4) In your browser, enter this URL
 http://localhost
It should say 'IT WORKS' in the browser window.

-------------------------------------------------

Now, to get one of the Cologne dictionaries.
I suggest you make a 'cologne' folder within the '~/Sites/' folder:
In terminal,
mkdir ~/Sites/cologne

Let's start with the MacDonell dictionary, since it is fairly small.
In your browser, go to url: http://www.sanskrit-lexicon.uni-koeln.de/
At dictionary 'MD', click the 'D' (download) link
You should not be at the MacDonell Downloads page.
Click item 5, mdweb1.zip to download
When downloaded, 'open' the zip. This will create a folder called 'web'
 in your download directory.  
Move this to a folder named 'md' in ~/Sites/cologne/
For instance, with terminal:
mv ~/Downloads/web ~/Sites/cologne/md

As a final thing to do (I'm not sure whether it is required, but I did it),
change permissions on the Sites directory:
cd ~
chmod -R 0777 Sites

Finally, cross your fingers, go to your browser, and enter url: 
 (Remember: change 'mary' to your short user name)

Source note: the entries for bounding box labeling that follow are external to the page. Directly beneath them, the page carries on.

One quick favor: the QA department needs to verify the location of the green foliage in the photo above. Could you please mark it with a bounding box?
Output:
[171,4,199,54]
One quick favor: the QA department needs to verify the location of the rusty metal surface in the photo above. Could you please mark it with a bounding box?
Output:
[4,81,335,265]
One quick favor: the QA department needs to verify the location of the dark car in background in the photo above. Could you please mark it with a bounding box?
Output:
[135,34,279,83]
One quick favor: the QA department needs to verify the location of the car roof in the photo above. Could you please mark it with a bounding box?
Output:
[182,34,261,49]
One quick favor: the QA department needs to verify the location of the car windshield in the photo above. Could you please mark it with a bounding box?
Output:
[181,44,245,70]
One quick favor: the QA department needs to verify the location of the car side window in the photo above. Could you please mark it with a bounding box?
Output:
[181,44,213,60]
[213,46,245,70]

http://localhost/~mary/cologne/md/

You should now have links to all the displays for the md dictionary.

Note 1:
  For another dictionary (say mw), download the mwweb1.zip for mw from Colonge,
  unzip and move the 'web' folder to ~/Sites/cologne/mw,   etc.
Note 2:
  If you want the images locally, you can choose the 'Xweb.zip' download.
  It will be MUCH larger, but should work fine.

NOTE: If you make any changes to configuration files, you should 
restart the apache server. Here's the terminal command to do that:
sudo apachectl restart
gasyoun commented 7 years ago

Can't there be a shell script that does most of the above steps in one click?

funderburkjim commented 7 years ago

Sounds plausible.. Maybe you can get a Mac expert to do that. I don't know how to edit files in a script, as in step 1.

drdhaval2785 commented 3 years ago

Let us make cross-browser cross-distro distributions as our goal.